This is just going to be a quick post since I'm still exhausted from not getting enough sleep this weekend or last night. Thanks for the prayers for my sister and Jacob's mom. My sister I think is still in the hospital--I didn't get to talk to anyone in my family who would know anything today so I'm not sure what the latest is on her. When I talked to her the other day she seemed like typical Angie--not complaining or talking about herself and willing to let me ramble on about my pretty insignificant life. She gets that from our mom.
This weekend, as some of you know, Jacob's mom was in the hospital with a cracked rib and collapsed lung. She slipped on some bleachers at Timothy's soccer game and took a really hard fall. Thankfully she's home now, and despite some shortness of breath and discomfort, I think she's feeling much better. Hopefully she can take it pretty easy so her body can actually heal and she won't have to cook or do chores. (hint: Emily that's your cue).
I realized today that Valentines day is coming fast and I need to get on the ball if I'm going to get Jacob's present. We aren't huge on valentines day, but I normally like to get him a little something every year and bake him some sort of delicious treat. I also ask for a gift card to a massage place every year but that's yet to happen... Anyways, this year I'm super pumped because I know exactly what I want to get Jacob. Unfortunately he'll be gone that whole week for training in Houston so I'll have to wait to give it to him, but that's probably best since I haven't even bought it yet so I'm fairly certain it will be late.
For the second time in less than a week I had a total brain fart and wasn't able to filter something that I thought before saying it to a total stranger. Friday night, around 10pm (after happy hour at Applebee's!) Jacob and I remembered we desperately needed toilet paper, so we stopped at the local store on the way home and I ran in to buy the tp while Jacob waited in the car. Let me preface this by saying that I have always felt extremely awkward when I go to the store for JUST toilet paper. In my mind the cashier sees me buying just rolls of toilet paper and they think I ran out while pooping and am going straight home to finish my business. It's not logical, but it's the way my mind works. Anyways I always feel like I need to be very apologetic when buying it, like I'm offending the cashier with my crassness. So, since I like to be cost effective, I walk up to the register Friday night with nothing bit my 24 pack of double rolls and am trying to play it cool to my 16 year old cashier, Brian, who for sure thought I had the runs. I was totally quiet until he handed me my receipt and innocently said "have a good night" to which I responded with holding up the toilet paper, shrugging, and saying "we'll see". I really and truly have no idea why I said that to the poor guy and his look of discomfort and disgust didn't kick in until I was walking out the door, but once it did, I was almost crying laughing so hard. Poor Brian.
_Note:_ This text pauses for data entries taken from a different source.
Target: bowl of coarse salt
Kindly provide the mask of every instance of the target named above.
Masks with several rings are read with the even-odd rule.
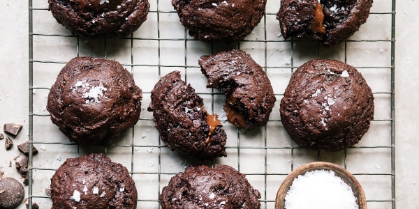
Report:
[[[366,209],[364,190],[346,169],[314,162],[292,171],[275,199],[276,209]]]

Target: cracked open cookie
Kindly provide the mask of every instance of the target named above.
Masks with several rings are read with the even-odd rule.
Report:
[[[182,24],[196,39],[241,40],[265,14],[266,0],[172,0]]]
[[[58,23],[89,38],[123,38],[147,20],[147,0],[48,0]]]
[[[227,135],[216,114],[203,108],[203,99],[195,89],[173,71],[163,77],[152,91],[148,111],[153,111],[161,140],[171,150],[201,160],[227,156]]]
[[[137,123],[142,98],[132,75],[119,63],[77,57],[58,75],[47,110],[71,141],[111,144]]]
[[[355,68],[339,61],[312,60],[293,74],[279,110],[285,130],[298,145],[337,151],[367,132],[374,98]]]
[[[313,37],[330,46],[358,31],[372,6],[372,0],[281,0],[277,19],[285,39]]]
[[[269,78],[249,54],[240,49],[203,56],[201,72],[207,87],[226,93],[224,104],[228,121],[251,130],[265,125],[277,99]]]
[[[128,169],[102,153],[68,158],[51,178],[52,209],[137,208]]]
[[[260,208],[259,191],[246,176],[227,165],[192,166],[172,177],[163,188],[160,205],[175,208]]]

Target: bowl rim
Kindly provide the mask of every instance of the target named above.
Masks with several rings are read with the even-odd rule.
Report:
[[[304,164],[295,170],[291,171],[284,180],[279,187],[275,199],[275,209],[285,208],[285,196],[293,181],[299,175],[302,175],[307,171],[314,170],[330,170],[335,172],[335,175],[340,177],[351,188],[356,199],[356,203],[360,209],[367,208],[365,194],[358,180],[348,170],[344,167],[328,162],[312,162]]]

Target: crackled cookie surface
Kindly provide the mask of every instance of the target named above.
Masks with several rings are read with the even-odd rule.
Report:
[[[266,0],[172,0],[180,22],[196,39],[240,40],[264,15]]]
[[[102,153],[68,158],[51,178],[52,209],[137,208],[126,167]]]
[[[58,23],[73,34],[89,38],[123,38],[147,20],[147,0],[48,0]]]
[[[260,65],[240,49],[203,56],[201,72],[207,87],[226,93],[224,110],[230,123],[251,130],[267,123],[277,100],[270,81]]]
[[[203,105],[180,72],[173,71],[154,86],[148,111],[153,111],[156,127],[169,149],[202,160],[227,156],[227,135],[216,115],[210,115]]]
[[[330,46],[358,31],[372,6],[372,0],[281,0],[277,19],[285,39],[312,36]]]
[[[280,113],[284,127],[297,144],[337,151],[361,139],[369,128],[374,107],[371,88],[355,68],[318,59],[294,72]]]
[[[166,208],[260,208],[259,191],[227,165],[189,167],[163,188],[160,205]]]
[[[118,62],[77,57],[60,71],[47,110],[71,141],[110,144],[137,123],[142,98],[133,76]]]

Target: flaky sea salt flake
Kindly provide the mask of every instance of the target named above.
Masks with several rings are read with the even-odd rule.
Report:
[[[73,195],[70,196],[70,199],[74,200],[76,202],[80,201],[80,192],[74,190]]]

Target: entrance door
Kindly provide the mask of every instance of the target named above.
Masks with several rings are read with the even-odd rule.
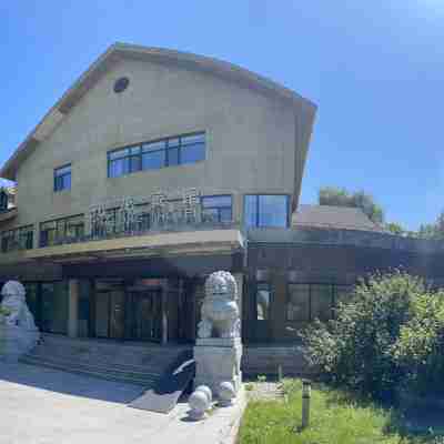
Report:
[[[122,340],[124,334],[124,292],[112,291],[110,297],[110,337]]]
[[[271,339],[271,304],[272,291],[268,282],[258,282],[255,293],[255,341],[266,342]]]
[[[127,317],[129,336],[137,341],[160,342],[162,339],[162,292],[147,290],[131,292]]]

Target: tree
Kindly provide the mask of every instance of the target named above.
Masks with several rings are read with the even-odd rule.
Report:
[[[345,189],[324,186],[319,192],[320,205],[352,206],[361,209],[375,223],[384,222],[384,212],[373,196],[364,191],[349,193]]]
[[[444,239],[444,211],[441,212],[434,223],[422,224],[417,235],[423,239]]]

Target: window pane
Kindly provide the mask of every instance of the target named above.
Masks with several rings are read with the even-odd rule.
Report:
[[[133,155],[130,158],[130,172],[140,171],[142,169],[142,159],[140,155]]]
[[[231,195],[211,195],[202,198],[203,208],[211,206],[230,206],[231,208]]]
[[[201,160],[205,160],[204,143],[182,147],[181,163],[194,163]]]
[[[128,148],[119,151],[113,151],[109,153],[110,160],[117,160],[117,159],[122,159],[125,155],[130,154],[130,150]]]
[[[286,195],[260,195],[259,226],[286,228],[287,211]]]
[[[270,319],[271,291],[269,284],[258,284],[256,291],[256,315],[258,321]]]
[[[119,178],[129,173],[129,159],[119,159],[110,162],[110,178]]]
[[[233,214],[231,209],[221,209],[219,211],[220,222],[231,222],[233,220]]]
[[[195,144],[195,143],[205,143],[205,134],[204,133],[192,134],[182,138],[182,145]]]
[[[245,195],[244,223],[246,228],[258,226],[258,196]]]
[[[67,333],[68,286],[65,282],[42,284],[42,330],[49,333]]]
[[[310,319],[309,284],[289,284],[286,319],[289,321],[309,321]]]
[[[179,147],[179,138],[169,139],[168,140],[168,147]]]
[[[179,164],[179,148],[173,148],[168,150],[168,165],[178,165]]]
[[[149,151],[158,151],[158,150],[164,150],[165,149],[165,141],[161,140],[159,142],[151,142],[151,143],[145,143],[142,147],[142,152],[149,152]]]
[[[321,321],[332,319],[332,285],[311,285],[312,320],[317,317]]]
[[[142,170],[158,170],[165,164],[165,152],[153,151],[142,154]]]
[[[71,173],[71,165],[59,168],[54,171],[56,176],[70,174]]]
[[[202,211],[202,219],[204,222],[219,222],[218,209],[204,209]]]

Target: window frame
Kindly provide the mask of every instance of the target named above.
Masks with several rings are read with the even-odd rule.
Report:
[[[259,287],[261,285],[266,285],[269,294],[270,294],[268,317],[266,319],[262,319],[262,320],[258,319],[258,292],[259,292]],[[256,281],[255,282],[255,287],[254,287],[254,322],[270,322],[271,321],[273,293],[274,292],[273,292],[272,282],[270,282],[270,281]]]
[[[59,171],[64,170],[69,167],[69,172],[65,172],[63,174],[58,174]],[[70,178],[70,184],[69,186],[59,186],[59,181],[58,179],[62,179],[62,184],[64,184],[64,178],[69,176]],[[54,168],[54,172],[53,172],[53,191],[54,193],[60,193],[61,191],[68,191],[71,190],[72,186],[72,164],[71,163],[67,163],[64,165]]]
[[[185,140],[186,138],[190,137],[202,137],[202,141],[201,142],[195,142],[195,143],[184,143],[183,140]],[[171,144],[172,141],[178,141],[178,143],[175,144]],[[163,143],[162,148],[159,149],[153,149],[153,150],[149,150],[148,147],[150,144],[154,144],[154,143]],[[192,145],[198,145],[198,144],[202,144],[203,145],[203,159],[199,159],[194,162],[183,162],[182,161],[182,150],[186,149],[186,147],[192,147]],[[133,154],[131,152],[131,150],[133,149],[139,149],[139,153]],[[128,153],[122,155],[121,158],[118,159],[111,159],[111,157],[119,152],[119,151],[125,151],[128,150]],[[178,151],[176,154],[176,159],[178,162],[172,163],[172,161],[170,160],[170,157],[172,155],[172,151]],[[158,152],[163,152],[163,159],[162,162],[163,164],[160,168],[143,168],[143,154],[149,154],[149,153],[158,153]],[[139,159],[139,169],[132,169],[132,160],[133,159]],[[172,159],[172,158],[171,158]],[[125,171],[123,174],[120,175],[111,175],[111,165],[112,162],[115,161],[128,161],[128,171]],[[206,160],[206,131],[195,131],[195,132],[191,132],[191,133],[185,133],[185,134],[179,134],[179,135],[172,135],[172,137],[167,137],[167,138],[160,138],[160,139],[154,139],[154,140],[148,140],[148,141],[143,141],[140,143],[132,143],[125,147],[120,147],[117,149],[113,149],[111,151],[107,152],[107,167],[108,167],[108,179],[115,179],[115,178],[121,178],[124,175],[129,175],[132,173],[137,173],[140,171],[155,171],[155,170],[161,170],[162,168],[169,168],[169,167],[180,167],[180,165],[189,165],[189,164],[193,164],[193,163],[199,163],[199,162],[203,162]]]
[[[246,225],[246,214],[245,214],[245,210],[246,210],[246,199],[250,196],[254,196],[255,199],[255,222],[253,226],[248,226]],[[286,200],[286,220],[285,220],[285,226],[270,226],[270,225],[261,225],[260,224],[260,198],[261,196],[284,196]],[[254,230],[254,229],[287,229],[290,228],[290,219],[291,219],[291,211],[290,211],[290,204],[291,204],[291,199],[290,199],[290,194],[285,194],[285,193],[248,193],[243,195],[243,213],[242,213],[242,218],[243,218],[243,225],[248,229],[248,230]]]
[[[69,221],[70,221],[70,220],[73,220],[73,219],[75,219],[75,218],[83,218],[83,235],[84,235],[85,222],[84,222],[84,214],[83,214],[83,213],[70,215],[70,216],[67,216],[67,218],[51,219],[51,220],[49,220],[49,221],[40,222],[40,224],[39,224],[39,248],[40,248],[40,249],[44,249],[44,248],[47,248],[47,246],[54,246],[54,245],[59,245],[59,244],[60,244],[60,241],[67,241],[67,240],[68,240],[68,225],[69,225]],[[42,226],[43,226],[43,225],[50,224],[50,223],[53,223],[53,224],[54,224],[54,228],[52,228],[52,229],[47,229],[47,230],[42,230]],[[59,236],[59,223],[63,223],[63,233],[62,233],[61,239],[60,239],[60,236]],[[80,225],[81,225],[81,224],[78,223],[78,224],[74,225],[74,226],[80,226]],[[54,232],[54,242],[53,242],[53,243],[51,243],[51,244],[48,243],[48,236],[47,236],[47,242],[44,242],[44,244],[43,244],[43,242],[42,242],[42,233],[43,233],[43,231],[46,231],[46,232],[48,232],[48,231]],[[81,236],[79,236],[79,238],[81,238]],[[75,239],[77,239],[77,238],[75,238]],[[64,242],[62,242],[62,243],[64,243]]]
[[[230,205],[220,205],[220,206],[204,206],[204,200],[205,199],[212,199],[212,198],[230,198]],[[200,204],[201,204],[201,211],[202,211],[202,219],[203,219],[203,213],[205,210],[216,210],[218,211],[218,220],[215,221],[216,223],[231,223],[233,222],[233,194],[211,194],[211,195],[201,195],[200,199]],[[222,210],[230,210],[230,221],[222,221],[221,220],[221,211]]]
[[[309,285],[309,316],[306,320],[291,320],[289,319],[289,304],[290,304],[290,285]],[[330,286],[330,319],[334,319],[335,315],[335,307],[336,307],[336,289],[337,286],[351,286],[353,285],[347,285],[347,284],[339,284],[335,282],[306,282],[306,281],[301,281],[301,282],[286,282],[286,299],[285,299],[285,321],[286,322],[313,322],[313,303],[312,303],[312,285],[327,285]]]
[[[34,225],[30,224],[0,232],[1,253],[32,250],[34,248]],[[4,240],[7,240],[7,242],[12,242],[12,248],[8,243],[4,244]],[[7,248],[4,248],[4,245],[7,245]]]

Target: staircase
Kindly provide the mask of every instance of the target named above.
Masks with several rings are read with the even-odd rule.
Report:
[[[154,387],[167,372],[192,357],[185,345],[158,345],[43,334],[23,364]]]

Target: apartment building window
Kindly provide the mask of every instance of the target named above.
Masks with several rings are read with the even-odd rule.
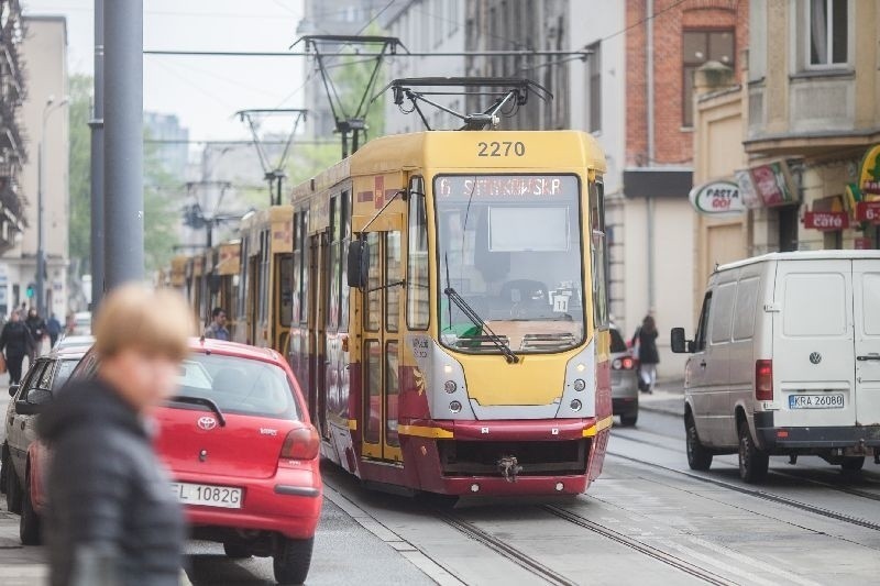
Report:
[[[593,43],[586,48],[591,52],[590,57],[587,57],[590,120],[586,128],[590,132],[597,132],[602,130],[602,42]]]
[[[734,68],[736,36],[733,29],[713,31],[684,31],[682,37],[682,126],[694,123],[694,73],[701,65],[714,60]]]
[[[810,0],[807,7],[810,65],[828,67],[846,64],[849,0]]]

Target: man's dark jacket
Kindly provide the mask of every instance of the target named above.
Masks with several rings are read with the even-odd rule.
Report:
[[[100,379],[72,382],[37,428],[52,586],[177,586],[183,515],[136,412]]]

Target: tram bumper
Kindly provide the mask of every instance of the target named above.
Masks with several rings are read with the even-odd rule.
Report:
[[[402,447],[424,490],[448,495],[576,495],[597,476],[612,418],[413,421]],[[597,441],[601,440],[601,441]]]

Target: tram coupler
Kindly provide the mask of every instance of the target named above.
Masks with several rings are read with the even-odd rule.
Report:
[[[522,472],[522,466],[516,456],[502,456],[498,458],[498,472],[502,473],[504,479],[508,483],[515,483],[516,476]]]

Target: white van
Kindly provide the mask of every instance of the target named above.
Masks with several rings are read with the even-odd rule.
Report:
[[[880,458],[880,251],[774,253],[718,267],[684,372],[688,463],[811,454],[857,472]]]

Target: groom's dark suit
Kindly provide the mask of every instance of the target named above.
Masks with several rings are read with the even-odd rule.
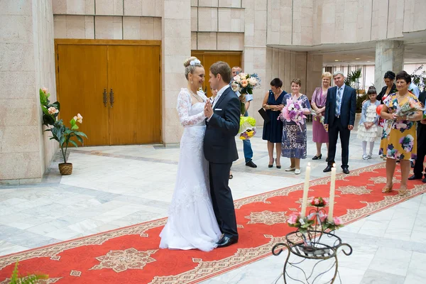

Tonight my lack of filter kicked in at the gym as I was following a young couple in. I got irritated when they stopped in front of the women's locker room, blocking the door for me to go in because they didn't want to stop holding hands. The girl started to go into the locker room, but the boyfriend stopped her, saying "no don't leave me!". Maybe it was because they were ignoring the fact that they were completely in my way that made me think I could say something, but without thinking I just said "wow. That's dysfunctional.". The good news is that they realized I was standing there so I was able to wriggle past them. The bad news is that they obviously hate me.